Increased thermal suitability elevates the risk of dengue transmission across the mid hills of Nepal.

The burden of climate-sensitive, mosquito-borne diseases, including dengue, has significantly increased in recent years. Understanding the temporal and spatial variations of these diseases is essential for effectively controlling potential outbreaks. In this study, we utilized Moderate Resolution Imaging Spectroradiometer (MODIS) satellite land surface temperature (LST) data (MOD11A2) and a temperature-dependent mechanistic model (R0) to predict the monthly suitability for dengue transmission in Nepal from 2001 to 2020 for both mosquito vectors, Aedes aegypti and Ae. albopictus. We divided the study period into two episodes: 2001-2010, which we characterized as the period of dengue emergence, and 2011-2020, identified as the period of rapid expansion. We compared the thermal suitability across these two time periods. The results indicated that approximately half of Nepal is thermally suitable for dengue transmission for at least one month, with the maximum transmission risk lasting up to nine months each year, a trend that has more or less remained stable over the past 20 years. However, strong temporal dynamics were observed in the hilly regions and around major urban centers such as Kathmandu and Pokhara, where the length of thermal suitability extended up to six months for both vector species.
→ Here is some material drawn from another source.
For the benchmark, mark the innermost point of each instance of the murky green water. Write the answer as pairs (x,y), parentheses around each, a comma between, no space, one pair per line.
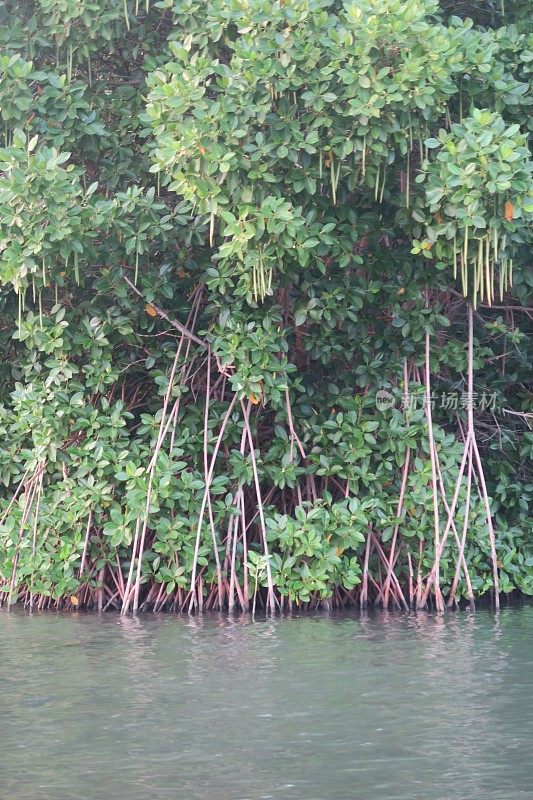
(315,708)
Consequently, the population exposed to thermal suitability increased significantly on a monthly basis. Compared to the emergence period, the proportion of the population exposed to a suitable thermal environment for six months or longer each year increased by 18% for Ae. aegypti and 20% for Ae. albopictus. These findings provide evidence-based insights that could assist health authorities in the control and management of dengue in Nepal.